Sem se intimidar, eis a nossa heroína em Pernambuco militando na Confederação do Equador, cujo Presidente era seu filho Tristão Gonçalves, revolta que objetivava a independência do Nordeste, mantendo oposição obstinada à monarquia. Tristão acabou falecendo durante emboscada quando atravessava o leito seco do Rio Jaguaribe.
Barbara de Alencar, a primeira mulher brasileira a proclamar, concretamente, num movimento revolucionário, o ideal da independência política do Brasil e do regime republicano, e a sofrer, por isso, calabouço e processo de confisco de bens. Sempre ativista, passou a peregrinar pelo Nordeste, falecendo em 18 de agosto de 1832 na fazenda Alecrim, em Fronteiras, no Piauí, mas sepultada em Campos Sales, no Ceará.

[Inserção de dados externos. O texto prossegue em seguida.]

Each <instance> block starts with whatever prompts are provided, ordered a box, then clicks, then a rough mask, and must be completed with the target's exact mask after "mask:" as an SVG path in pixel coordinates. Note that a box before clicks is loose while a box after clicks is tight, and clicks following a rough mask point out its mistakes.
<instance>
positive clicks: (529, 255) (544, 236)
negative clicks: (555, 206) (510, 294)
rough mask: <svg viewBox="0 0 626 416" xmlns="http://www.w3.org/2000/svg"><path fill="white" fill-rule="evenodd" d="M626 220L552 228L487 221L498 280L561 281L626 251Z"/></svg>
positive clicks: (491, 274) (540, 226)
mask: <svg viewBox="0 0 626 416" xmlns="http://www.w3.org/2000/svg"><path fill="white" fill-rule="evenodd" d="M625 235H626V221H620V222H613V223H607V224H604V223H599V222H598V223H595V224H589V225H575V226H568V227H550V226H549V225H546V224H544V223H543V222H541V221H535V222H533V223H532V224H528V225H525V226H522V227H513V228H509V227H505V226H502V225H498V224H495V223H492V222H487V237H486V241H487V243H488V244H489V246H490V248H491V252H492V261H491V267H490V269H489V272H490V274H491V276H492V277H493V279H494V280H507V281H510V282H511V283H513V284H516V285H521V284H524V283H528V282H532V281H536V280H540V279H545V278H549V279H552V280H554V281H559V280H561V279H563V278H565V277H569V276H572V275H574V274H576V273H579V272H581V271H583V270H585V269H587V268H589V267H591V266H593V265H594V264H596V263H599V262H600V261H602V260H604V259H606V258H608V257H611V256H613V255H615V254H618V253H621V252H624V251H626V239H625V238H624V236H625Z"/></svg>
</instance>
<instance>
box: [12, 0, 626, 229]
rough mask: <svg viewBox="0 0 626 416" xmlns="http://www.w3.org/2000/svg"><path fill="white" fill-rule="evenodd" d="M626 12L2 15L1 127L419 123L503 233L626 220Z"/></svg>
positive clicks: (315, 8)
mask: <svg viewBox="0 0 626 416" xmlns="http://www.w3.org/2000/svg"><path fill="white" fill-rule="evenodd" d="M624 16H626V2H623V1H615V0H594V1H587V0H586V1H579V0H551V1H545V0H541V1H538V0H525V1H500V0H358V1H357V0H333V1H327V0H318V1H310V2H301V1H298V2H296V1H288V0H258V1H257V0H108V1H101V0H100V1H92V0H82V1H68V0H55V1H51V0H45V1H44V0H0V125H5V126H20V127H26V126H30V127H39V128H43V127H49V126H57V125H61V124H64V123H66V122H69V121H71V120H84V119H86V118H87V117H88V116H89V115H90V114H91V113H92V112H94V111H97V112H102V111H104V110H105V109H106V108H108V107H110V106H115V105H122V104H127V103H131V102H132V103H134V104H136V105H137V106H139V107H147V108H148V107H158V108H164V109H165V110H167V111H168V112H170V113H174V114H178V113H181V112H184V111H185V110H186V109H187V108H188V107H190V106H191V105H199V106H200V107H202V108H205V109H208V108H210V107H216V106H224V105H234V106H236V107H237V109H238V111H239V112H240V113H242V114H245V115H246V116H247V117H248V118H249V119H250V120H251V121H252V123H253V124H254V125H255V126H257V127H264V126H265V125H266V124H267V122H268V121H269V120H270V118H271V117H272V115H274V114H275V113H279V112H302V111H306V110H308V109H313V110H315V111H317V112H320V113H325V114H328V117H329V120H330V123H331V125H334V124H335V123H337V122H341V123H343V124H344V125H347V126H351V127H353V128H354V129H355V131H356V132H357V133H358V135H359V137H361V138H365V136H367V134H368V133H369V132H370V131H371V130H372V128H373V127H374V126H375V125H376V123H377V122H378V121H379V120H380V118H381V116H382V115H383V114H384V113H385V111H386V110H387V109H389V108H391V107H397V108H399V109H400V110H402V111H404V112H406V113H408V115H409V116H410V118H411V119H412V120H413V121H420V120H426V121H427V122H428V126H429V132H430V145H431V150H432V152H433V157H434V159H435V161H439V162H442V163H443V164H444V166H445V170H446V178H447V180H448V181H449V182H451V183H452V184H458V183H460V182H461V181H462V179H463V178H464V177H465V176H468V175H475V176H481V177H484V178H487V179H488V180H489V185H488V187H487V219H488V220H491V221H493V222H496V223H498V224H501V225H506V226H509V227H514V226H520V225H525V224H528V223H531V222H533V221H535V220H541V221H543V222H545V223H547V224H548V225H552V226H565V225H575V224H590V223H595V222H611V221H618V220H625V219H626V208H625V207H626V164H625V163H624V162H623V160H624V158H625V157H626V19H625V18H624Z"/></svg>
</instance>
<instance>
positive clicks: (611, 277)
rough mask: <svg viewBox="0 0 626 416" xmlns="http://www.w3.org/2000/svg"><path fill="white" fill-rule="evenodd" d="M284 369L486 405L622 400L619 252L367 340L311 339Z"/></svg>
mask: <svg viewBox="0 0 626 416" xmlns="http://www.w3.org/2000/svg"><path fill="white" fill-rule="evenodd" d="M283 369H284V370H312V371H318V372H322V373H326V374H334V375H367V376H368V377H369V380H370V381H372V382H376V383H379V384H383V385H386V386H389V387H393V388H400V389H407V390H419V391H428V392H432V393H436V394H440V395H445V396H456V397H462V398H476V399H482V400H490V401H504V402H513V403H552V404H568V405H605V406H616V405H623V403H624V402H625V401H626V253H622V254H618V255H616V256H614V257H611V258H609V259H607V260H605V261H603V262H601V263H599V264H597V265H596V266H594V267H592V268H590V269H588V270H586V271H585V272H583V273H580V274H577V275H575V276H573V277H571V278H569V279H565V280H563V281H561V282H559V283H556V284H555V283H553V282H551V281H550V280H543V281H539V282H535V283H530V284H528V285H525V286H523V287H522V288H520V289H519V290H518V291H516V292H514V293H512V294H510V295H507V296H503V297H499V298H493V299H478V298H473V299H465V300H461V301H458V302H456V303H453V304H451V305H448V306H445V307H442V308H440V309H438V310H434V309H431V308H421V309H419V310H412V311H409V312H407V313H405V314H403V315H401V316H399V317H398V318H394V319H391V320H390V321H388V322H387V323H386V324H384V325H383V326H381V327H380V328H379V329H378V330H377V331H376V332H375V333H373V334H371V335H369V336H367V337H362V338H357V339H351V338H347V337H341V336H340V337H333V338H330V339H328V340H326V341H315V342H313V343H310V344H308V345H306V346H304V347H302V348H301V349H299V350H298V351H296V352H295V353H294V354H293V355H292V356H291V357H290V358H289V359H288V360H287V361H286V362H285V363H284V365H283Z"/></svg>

Busto de Bárbara de Alencar, a um quarteirão
da rua que leva seu nome, em Fortaleza.

Em 1994, o então prefeito de Fortaleza, Juraci Magalhães, durante evento do Dia Internacional da Mulher contratou Zenon Barreto para construir o busto da heroína (foto), que se encontra na praça da Medianeira, na Av. Heráclito Graça. O detalhe é que, como ela não deixou registros fotográficos, o artista se baseou em estudos no Instituto Histórico do Ceará. Da mesma forma, o pintor Oscar Araripe a retratou em 2009. No Crato, foi criado, em 2005, o Centro Cultural Bárbara de Alencar, no qual, nos dias 11 de fevereiro, três mulheres são agraciadas com prêmios em sua graça. O Centro Administrativo do Governo do Ceará leva o nome de Bárbara de Alencar, em Fortaleza, onde o Instituto Bárbara de Alencar se localiza na Av. do Imperador, 1649, no bairro da cultura, Benfica. Teve o seu nome inscrito no Livro dos Heróis da Pátria, pela Lei 13.056 de 22 de dezembro de 2014, depositado no Panteão da Pátria e da Liberdade Tancredo Neves, em Brasília.
Fontes de pesquisas: “Barbara de Alencar – A Guerreira do Brasil" (Roberto Gaspar); Ser Voz!glaucialimavoz.blogspot.com.br/2013/10/barbara-de-alencar (Glaucia Lima).